Defesa do alegado homicida diz que menor terá sido morto "por um urso ou um leão".
Correio da Manhã 23 de Junho de 2021 às 15:22
Dylan tinha 13 anos
Dylan tinha 13 anos FOTO: Direitos Reservados

Dylan Redwine, um menino norte-americano, natural de Denver, de apenas 13 anos, foi assassinado pelo próprio pai após ter descoberto fotografias do progenitor vestido com roupa interior de mulher, segundo relatou a acusação em tribunal, no julgamento de Mark, o pai da criança.

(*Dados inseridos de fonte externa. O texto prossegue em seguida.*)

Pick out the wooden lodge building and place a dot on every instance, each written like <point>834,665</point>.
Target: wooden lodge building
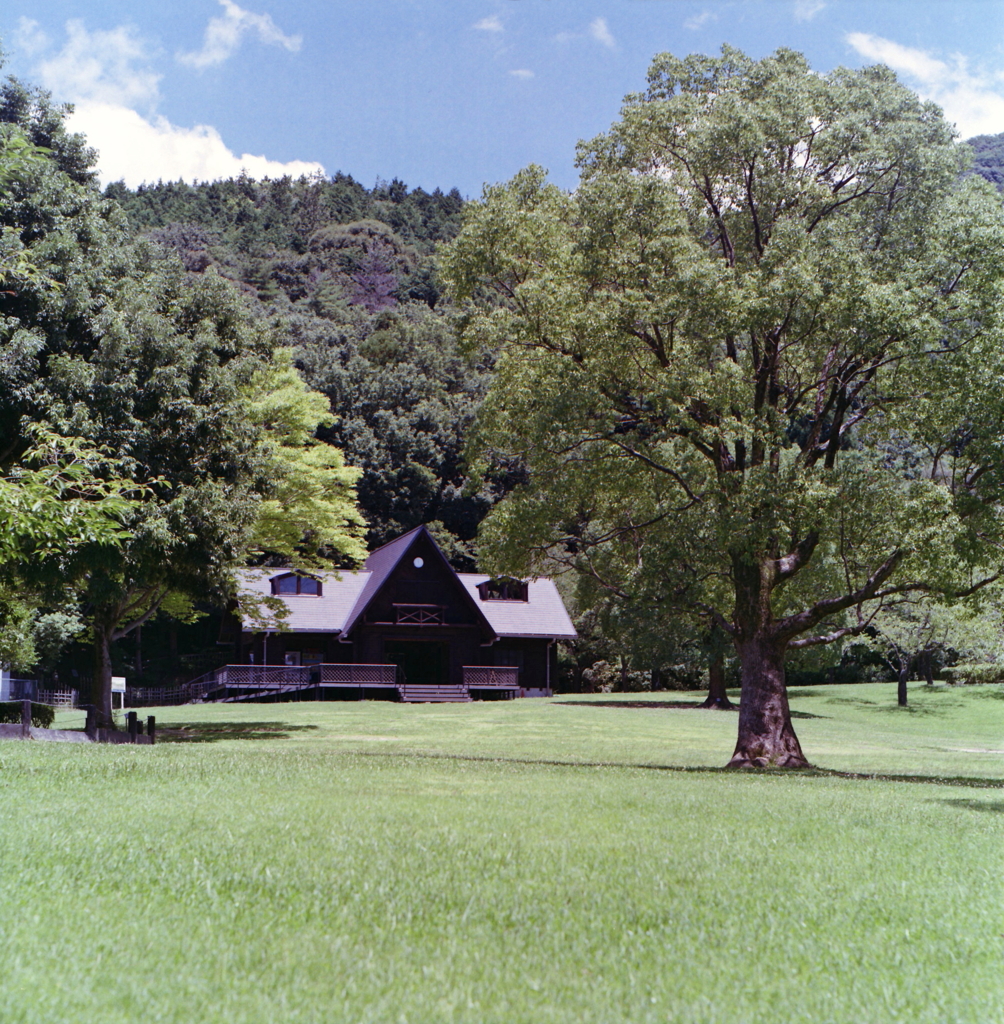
<point>405,627</point>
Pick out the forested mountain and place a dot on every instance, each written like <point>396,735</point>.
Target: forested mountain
<point>350,273</point>
<point>989,159</point>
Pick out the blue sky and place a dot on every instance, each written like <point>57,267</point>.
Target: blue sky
<point>440,92</point>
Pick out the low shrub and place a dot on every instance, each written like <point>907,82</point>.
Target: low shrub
<point>42,715</point>
<point>968,675</point>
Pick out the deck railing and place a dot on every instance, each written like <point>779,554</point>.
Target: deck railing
<point>249,680</point>
<point>489,677</point>
<point>262,678</point>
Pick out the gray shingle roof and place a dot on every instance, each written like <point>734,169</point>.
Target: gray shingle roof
<point>542,615</point>
<point>345,595</point>
<point>326,613</point>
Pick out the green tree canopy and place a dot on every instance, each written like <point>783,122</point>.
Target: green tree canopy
<point>752,363</point>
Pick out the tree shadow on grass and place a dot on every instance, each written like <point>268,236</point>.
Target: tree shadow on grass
<point>968,781</point>
<point>996,807</point>
<point>672,705</point>
<point>211,732</point>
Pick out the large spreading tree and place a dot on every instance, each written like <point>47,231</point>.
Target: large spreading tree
<point>753,363</point>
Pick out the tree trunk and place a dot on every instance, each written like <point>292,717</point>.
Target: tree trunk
<point>765,734</point>
<point>717,696</point>
<point>101,686</point>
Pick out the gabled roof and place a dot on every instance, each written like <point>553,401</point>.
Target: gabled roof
<point>384,560</point>
<point>344,597</point>
<point>327,613</point>
<point>543,614</point>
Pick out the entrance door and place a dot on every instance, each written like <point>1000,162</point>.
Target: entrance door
<point>424,663</point>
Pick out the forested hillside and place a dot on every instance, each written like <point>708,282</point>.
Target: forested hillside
<point>989,158</point>
<point>350,274</point>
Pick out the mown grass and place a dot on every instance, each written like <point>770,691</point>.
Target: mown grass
<point>378,862</point>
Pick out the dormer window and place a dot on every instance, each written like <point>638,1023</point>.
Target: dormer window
<point>505,589</point>
<point>291,584</point>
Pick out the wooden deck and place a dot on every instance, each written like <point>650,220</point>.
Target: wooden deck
<point>235,683</point>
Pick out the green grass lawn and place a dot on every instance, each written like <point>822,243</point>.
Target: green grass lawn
<point>533,861</point>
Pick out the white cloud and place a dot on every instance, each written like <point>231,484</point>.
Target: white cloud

O menino desapareceu depois do jantar de Ação de Graças, em 2012, tendo o progenitor sido detido em 2017. O caso só agora chega aos tribunais, após ter sido adiado o julgamento várias vezes ao longo dos últimos anos.

Na sessão da última semana, o procurador Fred Johnson confrontou o arguido com o facto de o menor ter encontrado fotografias do pai em poses comprometedores, vestido com roupa interior feminina e em atos depravados com uma fralda, afirmando que Dylan ficou apoquentado e, ao questionar o pai, desencadeou uma violenta reação.

Já o advogado de defesa de Mark rejeita esta tese, dizendo que as fotografias comprometedoras "são do mais profundo da vida privada" do arguido e "nada têm a ver com a morte". "O Sr. Redwine não assassinou o filho", argumentou, sustentando que Dylan desapareceu espontaneamente de casa e que poderá ter sido morto por um urso ou um leão, uma vez que o crânio do menor, encontrado numa zona florestal, aparenta ter a marca de um dente.

Segundo mostrou a acusação, Dylan vivia com a mãe após o divórcio dos pais. Não queria ir a casa do pai passar o Dia de Ação de Graças e foi ‘obrigado’ pelo acordo que os pais tinham assinado na separação. O procurador garantiu que irá provar que Dylan foi morto pelo pai na sala, antes do corpo ser atirado por Mark a uma zona de mato, tendo depois este mentido durante meses a fio à polícia.

As testemunhas começam a ser ouvidas na próxima terça-feira.